Die Anwendung von Jugendstrafrecht war nach Auffassung des Bundesgerichtshofes nicht zu beanstanden. Die Begründung der Verhängung der Jugendstrafe wird dagegen vom Bundesgerichtshof beanstandet. Eine Jugendstrafe setzt voraus, dass wegen der Schwere der Schuld eine Jugendstrafe erforderlich ist oder dass Zuchtmittel oder Erziehungsmaßregeln wegen der schädlichen Neigungen, die in der Tat hervorgetreten sind, nicht ausreichen.

Schädliche Neigungen liegen dann vor, wenn erhebliche Anlage- oder Erziehungsmängel zu beobachten sind, die ohne eine längere Gesamterziehung die Gefahr weiterer Straftaten begründen. Das Landgericht hat das Vorliegen der schädlichen Neigungen damit begründet, dass beim Angeklagten, der bis zu diesem Zeitpunkt nicht vorbestraft war, eine deutliche Neigung zu erkennen gewesen sei, „die Rechtsordnung zu missachten und aus einer in seiner Persönlichkeit wurzelnden falschen Triebrichtung zu handeln“. Dies ergebe sich daraus, dass der Angeklagte bereit war, an der Tat, die Gegenstand der Anklage war, mitzuwirken, wobei die Tat von erheblicher Brutalität gegen das Opfer geprägt sei.

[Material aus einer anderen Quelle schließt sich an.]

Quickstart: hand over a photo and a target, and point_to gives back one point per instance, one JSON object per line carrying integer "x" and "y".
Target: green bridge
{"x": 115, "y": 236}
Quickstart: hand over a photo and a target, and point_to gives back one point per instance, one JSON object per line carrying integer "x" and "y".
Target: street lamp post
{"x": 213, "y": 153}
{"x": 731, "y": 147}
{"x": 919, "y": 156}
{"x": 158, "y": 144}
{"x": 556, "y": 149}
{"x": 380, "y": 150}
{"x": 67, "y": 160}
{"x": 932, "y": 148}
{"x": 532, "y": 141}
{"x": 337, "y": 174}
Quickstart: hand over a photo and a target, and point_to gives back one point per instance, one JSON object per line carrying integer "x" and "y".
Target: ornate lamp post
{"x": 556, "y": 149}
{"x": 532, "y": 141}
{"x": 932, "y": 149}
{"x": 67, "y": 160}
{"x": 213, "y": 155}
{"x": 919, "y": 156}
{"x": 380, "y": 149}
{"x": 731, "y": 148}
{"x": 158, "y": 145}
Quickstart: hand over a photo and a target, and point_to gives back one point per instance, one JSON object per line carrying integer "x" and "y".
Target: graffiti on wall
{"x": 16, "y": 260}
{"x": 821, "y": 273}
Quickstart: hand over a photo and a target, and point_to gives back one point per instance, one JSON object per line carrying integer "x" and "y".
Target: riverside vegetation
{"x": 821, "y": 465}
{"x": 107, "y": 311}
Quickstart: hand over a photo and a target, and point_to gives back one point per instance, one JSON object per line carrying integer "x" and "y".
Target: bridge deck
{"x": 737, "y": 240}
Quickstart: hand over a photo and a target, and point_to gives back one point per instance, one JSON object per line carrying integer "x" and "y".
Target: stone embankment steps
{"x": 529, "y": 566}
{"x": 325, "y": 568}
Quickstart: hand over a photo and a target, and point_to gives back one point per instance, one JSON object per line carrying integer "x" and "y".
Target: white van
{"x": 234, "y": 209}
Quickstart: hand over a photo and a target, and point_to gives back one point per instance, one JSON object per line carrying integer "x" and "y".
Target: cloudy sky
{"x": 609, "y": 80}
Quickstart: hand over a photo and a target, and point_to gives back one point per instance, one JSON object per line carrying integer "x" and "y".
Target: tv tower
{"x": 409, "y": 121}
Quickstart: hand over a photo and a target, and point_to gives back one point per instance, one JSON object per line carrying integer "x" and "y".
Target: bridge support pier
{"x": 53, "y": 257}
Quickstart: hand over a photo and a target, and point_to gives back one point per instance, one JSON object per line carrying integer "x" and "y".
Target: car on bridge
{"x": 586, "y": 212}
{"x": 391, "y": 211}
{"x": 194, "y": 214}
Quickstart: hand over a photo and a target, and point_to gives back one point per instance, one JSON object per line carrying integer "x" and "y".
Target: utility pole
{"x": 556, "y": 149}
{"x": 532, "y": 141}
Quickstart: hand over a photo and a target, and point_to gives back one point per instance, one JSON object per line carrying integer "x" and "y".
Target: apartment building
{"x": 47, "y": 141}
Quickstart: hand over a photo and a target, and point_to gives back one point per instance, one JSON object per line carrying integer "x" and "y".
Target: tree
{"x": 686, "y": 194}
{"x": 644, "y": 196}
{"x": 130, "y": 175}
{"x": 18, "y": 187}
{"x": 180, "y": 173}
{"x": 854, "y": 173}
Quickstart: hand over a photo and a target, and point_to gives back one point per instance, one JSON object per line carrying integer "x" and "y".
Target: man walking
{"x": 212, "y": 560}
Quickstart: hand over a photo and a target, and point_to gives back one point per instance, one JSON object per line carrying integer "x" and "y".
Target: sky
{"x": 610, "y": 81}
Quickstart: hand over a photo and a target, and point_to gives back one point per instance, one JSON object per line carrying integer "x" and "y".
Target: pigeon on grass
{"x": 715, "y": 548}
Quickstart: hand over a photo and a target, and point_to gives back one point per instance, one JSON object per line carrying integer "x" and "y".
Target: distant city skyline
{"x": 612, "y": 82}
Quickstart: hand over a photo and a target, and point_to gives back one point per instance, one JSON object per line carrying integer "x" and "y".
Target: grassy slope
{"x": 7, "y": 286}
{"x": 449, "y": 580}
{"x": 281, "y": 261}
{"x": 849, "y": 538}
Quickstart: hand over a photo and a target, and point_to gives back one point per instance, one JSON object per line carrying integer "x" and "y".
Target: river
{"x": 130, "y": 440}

Der Bundesgerichtshof beanstandet, dass aus dieser Formulierung nicht klar wird, ob die Persönlichkeitsmängel bereits vor der Tat bestanden haben, was eine Voraussetzung für die Bejahung von schädlichen Neigungen ist. Die Tatsache, dass der Angeklagte nicht vorbestraft sei, spreche gegen diese Annahme. Die Begehung dieser Tat allein genügt nicht den Anforderungen der schädlichen Neigungen. Weiterhin stellt das Landgericht nicht dar, dass zum Zeitpunkt des Urteils noch Persönlichkeitsmängel vorgelegen haben.

Auch eine Schwere der Schuld hat das Landgericht nicht dargelegt. Im Urteil wird dargestellt, dass sich der Angeklagte keineswegs unter dem Druck seiner Lebensverhältnisse, sondern frei und selbstverantwortlich gegen das Recht und für das Unrecht entschieden habe. Damit wird die Verhängung der Jugendstrafe wesentlich mit der Begehung der Tat an sich begründet. Der Angeklagte wurde hier lediglich wegen Beihilfe, nicht wegen Mittäterschaft, verurteilt. Insbesondere hätte sich das Landgericht nach Auffassung des Bundesgerichtshofes damit beschäftigen müssen, inwieweit sich die Tat als situativ bedingter Ausdruck gruppendynamischer Prozesse dargestellt haben könnte, was bei der Bestimmung der Schwere der Schuld zu berücksichtigen sei.